L’alba di una mattina d’inverno, una donna esce di casa con in braccio le sue due bambine, si dirige verso il fiume, si arrampica sulla balaustra e si lancia dal ponte. Un uomo la vede, lancia l’allarme ma è troppo tardi. Il cadavere della donna sarà recuperato alcune ore dopo. Le piccole verranno cercate per giorni senza successo, probabilmente gettate nel fiume prima del suicidio della mamma.
Questo è solo uno degli ultimi casi di figlicidio-suicidio balzato ai clamori della cronaca nelle recenti settimane.
“Come può una madre uccidere i suoi stessi figli?” è la domanda che salta in mente quando si viene a conoscenza di simili tragedie. Colei che dà la vita, toglie la vita e si uccide. Accade di rado, ma accade, e accade da sempre.
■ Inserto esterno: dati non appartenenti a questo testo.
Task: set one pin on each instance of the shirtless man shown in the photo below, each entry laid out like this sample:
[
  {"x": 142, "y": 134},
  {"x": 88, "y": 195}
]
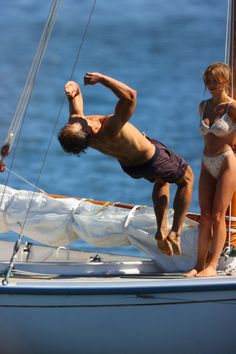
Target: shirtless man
[{"x": 139, "y": 156}]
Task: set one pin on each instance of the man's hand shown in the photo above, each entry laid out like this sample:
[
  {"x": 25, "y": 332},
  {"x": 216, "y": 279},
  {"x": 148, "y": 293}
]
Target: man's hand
[
  {"x": 72, "y": 89},
  {"x": 92, "y": 78}
]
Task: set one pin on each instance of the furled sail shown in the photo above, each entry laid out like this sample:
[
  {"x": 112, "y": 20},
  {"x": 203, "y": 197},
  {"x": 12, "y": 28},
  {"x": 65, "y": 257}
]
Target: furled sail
[{"x": 62, "y": 221}]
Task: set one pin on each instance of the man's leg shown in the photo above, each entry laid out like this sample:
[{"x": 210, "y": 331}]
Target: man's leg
[
  {"x": 182, "y": 202},
  {"x": 160, "y": 197}
]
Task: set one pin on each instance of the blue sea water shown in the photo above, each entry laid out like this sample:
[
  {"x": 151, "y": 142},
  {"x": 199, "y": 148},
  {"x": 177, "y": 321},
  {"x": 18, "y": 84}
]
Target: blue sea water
[{"x": 158, "y": 47}]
Gli studi nell’ambito della psicologia perinatale hanno dato voce e dignità alle fragilità, alle contraddizioni e ai paradossi insiti nell’esperienza stessa del diventare madri (e padri). Il nuovo nato, che è per la madre al tempo stesso parte di sé e altro da sé, impone cambiamenti profondi non solo nelle routine quotidiane ma anche e soprattutto nella percezione di sé e del proprio mondo relazionale. Il modo in cui si realizza questo processo di cambiamento e l’esito di un’eventuale crisi ad esso connessa determinano la qualità del rapporto madre-bambino e, quindi, la salute psichica dei due.
“Come è possibile che nessuno si sia accorto di niente?” è un altro degli interrogativi che ci si pone di fronte a un caso di figlicidio-suicidio. Spesso, agli occhi dei più, non c’erano elementi che potevano far pensare ad un rischio tanto importante e se anche c’erano delle fragilità, queste apparivano per lo più trascurabili.
Bisogna avere cura delle madri affinché le madri possano avere cura dei loro bambini. Per questo è importante poter effettuare attività di screening della salute psichica delle donne sia durante la gravidanza che nei primi mesi di vita del bambino al fine di prevenire e monitorare condizioni di disagio e individuare situazioni di rischio. Sono risaputi, in gravidanza, gli effetti negativi degli stati ansiosi e depressivi che non hanno ricevuto un trattamento adeguato. Inoltre la letteratura di riferimento sottolinea quanto le conseguenze psichiatriche delle sopracitate situazioni coinvolgano a breve e a lungo termine non soltanto le mamma, ma anche i propri figli coinvolgendo in toto la famiglia. Appare dunque chiaro come il riconoscimento precoce delle psicopatologia perinatale sia non solo importante, ma sopratutto fondamentale.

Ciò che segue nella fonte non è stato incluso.